Боже. Боже. Боже! Я — так — люблю — тебя!
Dios. Dios. Dios. Bessa me. Поцелуй меня.
Я буду целовать тебя всегда. Всегда, пока не умру.
И я тоже. Пока не умру.
Если ты будешь с другой, я тебя убью.
Если ты будешь с другим, я убью тебя и себя.
Мы будем жить. Если мы сегодня остались жить, мы будем жить, правда?!
Он, не выпуская ее из рук, поворачивается на спину. Он весь в крови. Пуля прошла насквозь. Бок поцарапан. Сейчас согреется вода, и мы с тобой смоем с себя кровь. Я хочу, чтобы твоя кровь была во мне. Я хочу родить ребенка от тебя. Ты не беременна от моего сына? Нет. Я хочу зачать твоего ребенка. Только твоего. Это будет твой последний сын. Сядь на меня. Вот так. Не шевелись. Я буду ласкать твою грудь. Подними грудь так… обеими руками… вот так. И я сожму твои соски пальцами. И вберу их губами. Так, так, так… Сладко тебе? Вечная моя!

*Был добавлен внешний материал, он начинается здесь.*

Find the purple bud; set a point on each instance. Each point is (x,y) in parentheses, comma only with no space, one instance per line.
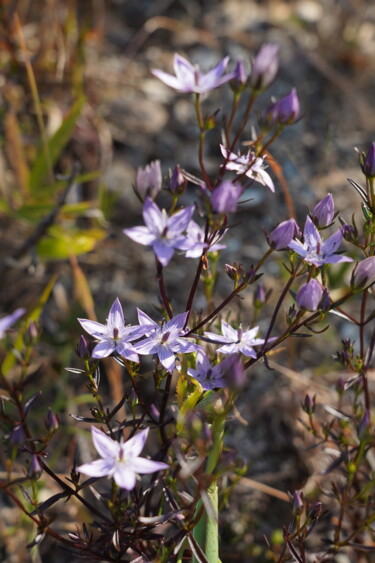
(82,348)
(52,423)
(309,404)
(368,166)
(364,274)
(177,182)
(309,296)
(283,234)
(350,233)
(259,296)
(283,112)
(323,212)
(265,66)
(297,504)
(17,436)
(224,198)
(35,469)
(149,180)
(234,375)
(240,76)
(364,425)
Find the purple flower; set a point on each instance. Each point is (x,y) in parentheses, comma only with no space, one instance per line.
(248,164)
(314,250)
(188,78)
(196,235)
(9,320)
(114,336)
(323,212)
(149,180)
(265,66)
(309,296)
(283,234)
(368,165)
(283,112)
(240,77)
(165,340)
(120,460)
(225,197)
(163,233)
(236,340)
(364,274)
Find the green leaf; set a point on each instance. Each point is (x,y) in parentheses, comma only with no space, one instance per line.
(56,145)
(10,358)
(60,245)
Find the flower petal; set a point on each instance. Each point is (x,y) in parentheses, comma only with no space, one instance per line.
(105,446)
(98,468)
(104,349)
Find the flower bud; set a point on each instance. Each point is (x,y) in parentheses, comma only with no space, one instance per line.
(265,66)
(323,212)
(177,182)
(17,436)
(283,234)
(260,296)
(224,198)
(149,180)
(35,469)
(82,348)
(240,78)
(283,112)
(309,296)
(368,165)
(52,423)
(363,274)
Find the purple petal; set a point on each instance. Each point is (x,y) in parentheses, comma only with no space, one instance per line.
(127,351)
(143,465)
(140,234)
(311,235)
(332,243)
(163,252)
(105,446)
(104,349)
(134,446)
(177,322)
(178,222)
(116,316)
(98,468)
(124,477)
(93,328)
(167,358)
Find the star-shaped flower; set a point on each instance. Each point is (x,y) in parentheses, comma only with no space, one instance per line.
(248,164)
(9,320)
(314,250)
(188,78)
(120,460)
(114,336)
(236,340)
(165,340)
(211,376)
(163,233)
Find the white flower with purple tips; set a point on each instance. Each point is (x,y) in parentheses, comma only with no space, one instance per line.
(165,234)
(248,164)
(120,460)
(165,340)
(315,251)
(114,336)
(188,78)
(236,340)
(9,320)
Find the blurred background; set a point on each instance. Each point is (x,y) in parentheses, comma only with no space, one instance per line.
(76,91)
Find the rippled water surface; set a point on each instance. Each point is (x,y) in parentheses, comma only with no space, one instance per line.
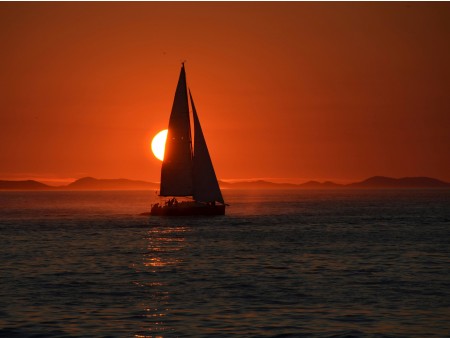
(280,263)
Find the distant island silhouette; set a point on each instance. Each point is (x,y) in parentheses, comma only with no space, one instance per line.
(90,183)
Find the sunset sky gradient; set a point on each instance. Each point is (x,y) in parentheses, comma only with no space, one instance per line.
(284,91)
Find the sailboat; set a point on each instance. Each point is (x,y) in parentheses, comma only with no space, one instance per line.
(187,169)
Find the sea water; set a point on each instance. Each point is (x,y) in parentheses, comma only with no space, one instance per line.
(325,263)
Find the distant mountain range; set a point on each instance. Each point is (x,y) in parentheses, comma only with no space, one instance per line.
(89,183)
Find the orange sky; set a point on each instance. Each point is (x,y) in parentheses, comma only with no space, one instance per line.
(295,91)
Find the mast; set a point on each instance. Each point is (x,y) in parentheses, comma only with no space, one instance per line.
(206,186)
(176,170)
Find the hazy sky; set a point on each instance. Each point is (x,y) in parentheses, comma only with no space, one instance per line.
(295,91)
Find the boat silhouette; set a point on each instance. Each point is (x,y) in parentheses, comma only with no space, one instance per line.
(187,169)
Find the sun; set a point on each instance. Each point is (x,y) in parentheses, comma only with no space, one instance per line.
(159,144)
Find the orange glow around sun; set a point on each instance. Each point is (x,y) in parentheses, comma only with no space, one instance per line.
(159,144)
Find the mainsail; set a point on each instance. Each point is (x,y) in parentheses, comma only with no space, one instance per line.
(206,186)
(176,171)
(187,170)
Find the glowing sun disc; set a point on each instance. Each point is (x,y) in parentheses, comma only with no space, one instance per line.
(159,144)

Он бьет в нее снизу, резко, сильно; раз, другой, третий; потом замирает, и, полный плачущей жалости и нежности, проникает в нее медленно-медленно, будто бы гладит ее по волосам, будто слезой течет по ее щеке. Их руки, испачканные в крови, находят друг друга, ласкают, терзают, и их кровь смешивается, и подсохшая кровавая корка сдирается безумной лаской, и кровь снова льется — на старую диванную обивку, на торчащие, как скелетные кости, пружины, вонзающиеся в их распаленные тела. Она, держась за его подставленные руки, поднимается над ним, сидя на корточках, согнув ноги в коленях, держа его живой раскаленный стержень внутри себя, и насаживает себя на него сначала медленно, мучительно-томно, потом все быстрее и быстрее. Ее белозубая, в темноте, улыбка превращается в маску отчаяния, в смех неистового счастья. И, когда он уже не может сдерживаться и кричит, кричит на весь старый темный дом, не боясь, громко, задыхаясь, торжествующе, и, выгнувшись, вбрызгивает в нее, в безумии скачущую верхом на нем, обжигающую струю живого огня, она чувствует ожог внутри себя, и вцепляется ему в плечи, всаживая в него ногти, и склоняется к его жадно раскрытым губам, и приникает к ним ртом, языком, и они оба, сплетясь, содрогаясь, крича, падают с дивана и, обнявшись, катятся по полу, по старым сырым и грязным половицам, катятся как живое колесо, колесо жизни, теряя сознание, волю и разум, превращаясь в поцелуй и объятье, в запах и свет, в боль и видение любви в лунном свете, в пятно крови на старой выщербленной половице.